Humildad. Los jugadores de esta selección nos han conquistado, no sólo por su indudable calidad, sino porque, como dice mi amigo Carlos Martínez, son exactamente lo que parecen: buenos tipos. Tipos que se paran ante cada periodista que les quiere entrevistar, tipos que no se olvidan de los que ya no están, tipos liberados de la purpurina y el eterno glamour que rodea a otros divos del fútbol. Respetuosos con el rival, serenos en la derrota y generosos en la victoria, como demostró ayer Sergio Ramos, que acudió al vestuario de Holanda para consolar a sus ex compañeros Sneijder y Robben. Vicente del Bosque sea quizás el mejor ejemplo de esto: un hombre que lo primero que hace es apartarse de los focos al acabar cada partido para dar la mano a su colega rival, un tipo que lo que aporta en cada una de sus apariciones es sentido común y humildad. Un modelo que, evidentemente, a Florentino Pérez –amante de los oropoles y de las vacuidades–, le parecía ya en 2003 que estaba «anticuado».

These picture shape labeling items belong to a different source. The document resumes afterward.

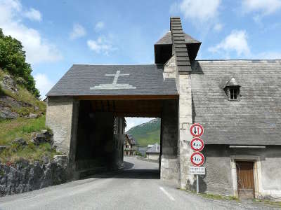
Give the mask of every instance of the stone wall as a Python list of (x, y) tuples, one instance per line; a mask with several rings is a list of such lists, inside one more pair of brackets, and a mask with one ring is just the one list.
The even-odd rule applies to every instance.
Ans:
[(255, 194), (259, 198), (281, 197), (281, 146), (230, 148), (207, 145), (206, 175), (200, 176), (200, 192), (237, 196), (235, 160), (254, 162)]
[(45, 159), (44, 162), (22, 160), (11, 165), (0, 164), (0, 196), (13, 195), (50, 186), (67, 180), (67, 158), (65, 155)]
[(46, 125), (53, 132), (57, 150), (68, 155), (72, 132), (74, 100), (72, 97), (48, 97)]

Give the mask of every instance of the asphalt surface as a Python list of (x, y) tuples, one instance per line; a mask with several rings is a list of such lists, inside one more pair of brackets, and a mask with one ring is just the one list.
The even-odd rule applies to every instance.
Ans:
[(273, 209), (213, 200), (159, 179), (158, 164), (124, 158), (125, 169), (0, 198), (0, 209)]

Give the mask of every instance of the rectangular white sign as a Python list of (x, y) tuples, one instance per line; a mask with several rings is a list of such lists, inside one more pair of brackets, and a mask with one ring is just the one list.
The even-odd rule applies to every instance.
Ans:
[(204, 167), (190, 167), (189, 174), (190, 175), (205, 175)]

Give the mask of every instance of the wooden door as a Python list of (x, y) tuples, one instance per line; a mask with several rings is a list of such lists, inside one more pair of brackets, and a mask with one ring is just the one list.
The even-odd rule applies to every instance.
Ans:
[(254, 198), (254, 162), (236, 162), (237, 190), (240, 198)]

Trabajo. En la selección hay un enorme talento, pero hay una ingente cantidad de trabajo detrás de ese triunfo. Los 23 futbolistas que componen la selección española son grandísimos profesionales, dedicados en cuerpo y alma a su trabajo. Entrenan, comen, se cuidan y viven como lo que son, deportistas de élite. Lejos quedan ya los tiempos de los supuestos genios que tenían que salir por la noche para meter goles y frivolidades parecidas… Nuestros jugadores se sacrifican y se dedican al cien por cien a su profesión. Trabajan para ser los mejores. Transmitamos los valores del esfuerzo, el sacrificio y el trabajo a nuestros hijos. Que tengan claro que a ser campeón del mundo se llega trabajando.
Por último, me gustaría añadir algo. ¿Por qué a alguien le parece mal que Xavi y Puyol lleven una senyera y no le parece igual de mal que Villa lleve una bandera del Principado de Asturias? Me voy a contestar yo solo: porque hay mucho imbécil deseando abrir debates donde no los hay.
Enhorabuena a todos y a todas los que estos días se han sentido tan orgullosos como yo de todos los jugadores de la selección. Sin excepciones.